このクラスは IDispatch メソッドの実装を提供しますが、タイプ ライブラリからはタイプ情報が取得されません。

template <
   UINT nID,
   class T,
   const IID* pdiid
>
class ATL_NO_VTABLE IDispEventSimpleImpl :
   public _IDispEventLocator<nID, pdiid>

パラメータ

  • nID
    ソース オブジェクトの一意の識別子。IDispEventSimpleImpl が複合コントロールの基本クラスの場合は、必要なコンテナ内のコントロールのリソース ID を使用します。それ以外の場合は、任意の正の整数を使用します。

  • T
    IDispEventSimpleImpl から派生されるユーザーのクラス。

  • pdiid
    このクラスで実装されるイベントのディスパッチ インターフェイスの IID へのポインタ。

解説

IDispEventSimpleImpl では、インターフェイスのメソッドやイベントごとに実装コードを指定せずにイベントのディスパッチ インターフェイスを実装する方法が用意されています。IDispEventSimpleImplIDispatch メソッドの実装を提供します。指定する必要があるのは、処理の対象となるイベントの実装だけです。

IDispEventSimpleImpl はクラスのイベント シンク マップと連動し、適切なハンドラ関数にイベントをルーティングします。このクラスを使用するには、次の手順に従います。

  • 処理する各オブジェクトのイベントごとに、イベント シンク マップに SINK_ENTRY_INFO マクロを追加します。

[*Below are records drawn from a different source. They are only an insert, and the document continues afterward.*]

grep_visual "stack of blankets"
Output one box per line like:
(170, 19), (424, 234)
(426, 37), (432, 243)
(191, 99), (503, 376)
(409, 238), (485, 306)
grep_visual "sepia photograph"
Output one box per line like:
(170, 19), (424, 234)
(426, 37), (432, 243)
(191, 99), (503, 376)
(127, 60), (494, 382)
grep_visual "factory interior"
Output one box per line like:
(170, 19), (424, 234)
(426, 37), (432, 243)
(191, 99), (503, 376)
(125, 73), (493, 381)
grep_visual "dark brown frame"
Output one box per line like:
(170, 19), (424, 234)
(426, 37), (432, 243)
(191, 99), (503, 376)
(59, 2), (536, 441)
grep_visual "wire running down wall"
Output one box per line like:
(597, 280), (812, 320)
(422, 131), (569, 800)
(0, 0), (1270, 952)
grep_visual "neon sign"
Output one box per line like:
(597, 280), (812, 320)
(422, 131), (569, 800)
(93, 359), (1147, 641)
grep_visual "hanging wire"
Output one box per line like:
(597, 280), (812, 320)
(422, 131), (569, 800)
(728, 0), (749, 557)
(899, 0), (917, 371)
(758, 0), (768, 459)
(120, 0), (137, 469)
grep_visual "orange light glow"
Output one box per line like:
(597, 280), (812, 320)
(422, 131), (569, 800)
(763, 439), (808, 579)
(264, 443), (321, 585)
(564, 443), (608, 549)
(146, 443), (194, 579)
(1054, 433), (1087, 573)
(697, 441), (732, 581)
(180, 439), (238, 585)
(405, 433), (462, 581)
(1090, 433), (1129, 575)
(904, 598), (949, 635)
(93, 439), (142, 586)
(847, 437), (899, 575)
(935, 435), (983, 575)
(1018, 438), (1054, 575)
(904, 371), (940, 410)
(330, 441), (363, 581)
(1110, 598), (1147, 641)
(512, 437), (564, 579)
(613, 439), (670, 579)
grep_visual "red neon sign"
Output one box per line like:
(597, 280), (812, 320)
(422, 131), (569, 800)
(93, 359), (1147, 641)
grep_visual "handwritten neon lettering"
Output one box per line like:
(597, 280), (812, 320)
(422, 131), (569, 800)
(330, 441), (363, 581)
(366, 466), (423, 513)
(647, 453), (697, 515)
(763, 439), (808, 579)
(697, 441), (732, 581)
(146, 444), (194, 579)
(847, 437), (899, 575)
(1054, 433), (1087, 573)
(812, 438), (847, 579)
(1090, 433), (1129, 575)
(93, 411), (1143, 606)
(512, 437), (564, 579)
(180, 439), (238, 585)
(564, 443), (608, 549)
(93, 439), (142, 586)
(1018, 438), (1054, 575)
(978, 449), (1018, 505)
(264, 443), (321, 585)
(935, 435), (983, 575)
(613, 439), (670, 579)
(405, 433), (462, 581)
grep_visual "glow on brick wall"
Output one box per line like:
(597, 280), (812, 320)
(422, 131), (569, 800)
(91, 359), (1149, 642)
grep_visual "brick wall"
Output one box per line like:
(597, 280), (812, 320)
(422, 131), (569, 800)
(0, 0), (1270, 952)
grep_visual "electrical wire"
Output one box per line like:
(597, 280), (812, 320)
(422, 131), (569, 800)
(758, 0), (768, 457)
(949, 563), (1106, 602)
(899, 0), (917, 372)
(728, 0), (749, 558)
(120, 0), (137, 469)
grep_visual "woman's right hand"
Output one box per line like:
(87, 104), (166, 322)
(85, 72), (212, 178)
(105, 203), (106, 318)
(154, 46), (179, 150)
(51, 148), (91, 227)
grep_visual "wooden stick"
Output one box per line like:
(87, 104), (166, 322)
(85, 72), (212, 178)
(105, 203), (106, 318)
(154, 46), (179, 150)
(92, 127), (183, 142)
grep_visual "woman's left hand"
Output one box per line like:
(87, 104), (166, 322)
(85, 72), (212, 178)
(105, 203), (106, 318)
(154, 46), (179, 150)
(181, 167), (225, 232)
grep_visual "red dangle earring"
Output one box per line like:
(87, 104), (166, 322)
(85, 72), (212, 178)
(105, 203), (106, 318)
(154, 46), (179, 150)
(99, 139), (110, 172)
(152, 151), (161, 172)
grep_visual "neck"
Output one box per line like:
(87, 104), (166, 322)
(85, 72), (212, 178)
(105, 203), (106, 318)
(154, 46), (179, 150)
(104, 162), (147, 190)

  • 各エントリのパラメータとして _ATL_FUNC_INFO 構造体へのポインタを渡すことによってイベントごとに型情報を指定します。x86 プラットフォームでは、_ATL_FUNC_INFO.cc の値を CC_CDECL とし、コールバック関数で __stdcall のメソッドを呼び出す必要があります。スマート デバイスの開発者の方は、以下の「スマート デバイス開発者のためのメモ」を参照してください。

  • DispEventAdvise を呼び出して、ソース オブジェクトと基本クラス間の接続を確立します。

  • 接続を解除するには、DispEventUnadvise を呼び出します。

イベントを処理する必要のあるオブジェクトごとに、nID に一意の値を指定して IDispEventSimpleImpl から派生させる必要があります。あるソース オブジェクトに対するアドバイズを中止してから別のソース オブジェクトに対してアドバイズすることによって基本クラスを再利用できますが、一度に 1 つのオブジェクトで処理できるソース オブジェクトの最大数は IDispEventSimpleImpl 基本クラスの数によって制限されます。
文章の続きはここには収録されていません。